Supernova is Girlyman's fifth studio album, but the first with JJ Jones on drums. As the band says: "Our sound got bigger and closer to what we had all imagined it to be for years". Don't expect big rock outings. Supernova provides you with the right songs for listening intensely and contently to. Most songs are small, intimate, where the instruments provide the background to the melody. All tracks are songs of the purest kind, like trickling water in a small brook. JJ's drums give them a more pop feel than folk. Like the great hit songs of Simon & Garfunkel. Girlyman may not ever score hits like this famed duo did in their day, but who does with this sort of music these days? All fans of great singing with a keen eye for melody should however check this album out. To not do so is your loss. A great loss.

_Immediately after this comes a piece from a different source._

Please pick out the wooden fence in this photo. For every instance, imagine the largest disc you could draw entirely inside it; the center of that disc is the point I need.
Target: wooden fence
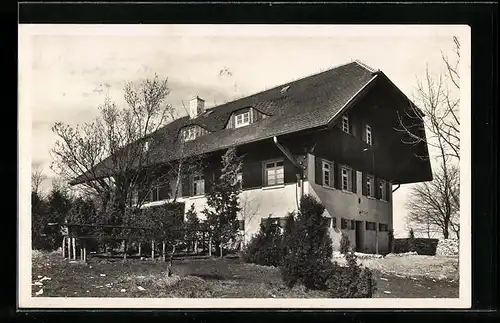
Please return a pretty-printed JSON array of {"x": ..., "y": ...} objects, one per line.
[{"x": 77, "y": 236}]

As a whole Supernova colours neatly between the lines, but this is to be expected. The band strives for perfection in harmonies at which they must work hard to develop. So the last song 'Best I could' comes as a bit of a surprise, as the country feel with fiddle and mandolin sets of against the rest of the album. In as far as possible they even sing a bit loser. The albums opener 'Nothing left' starts off with Nate Borofsky singing solo. Bit by bit you can hear the song unfold, exposing the beauty of the voices of each individually and together, Tylan Greenstein, the deeper and Doris Muramatsu, the higher voice. It's the mould for Supernova as it only gets better from there. Some songs are faster, others slow, some a little harder, others acoustically dressed, but all have those three great voices.
All except drummer JJ provide songs, written solo or in combination. The one singing solo is mostly a give-away here. It's the added sum of their presence that makes the band as they add to each other. Listen how the band takes Nate Borofsky's composition 'Michaelangelo' by the hand, making it one of the signature songs of Supernova. Several songs are on longing (f)or acceptance. Finding your own in a world that may not be so cooperative for someone sticking out for one reason or another. Someone a person that stood out for whatever reason at some stage in his or her life can relate to instantly.
The band is a favourite of the gay community. This may be so, but they're here for all to enjoy. It does not matter who or what are, it's about the quality of the music offered and beauty is offered here in abundance. At the show in the Q-Bus they played my soul strings and perhaps those of my heart as well. As they sing it themselves on this album, they broke me slow. Song by song. Supernova graces this memory totally. Let me say it again: Listen to this album and be touched. Girlyman deserves to grow bigger than they are now and become better known with loads of more fans. Do you need to know more? By this album!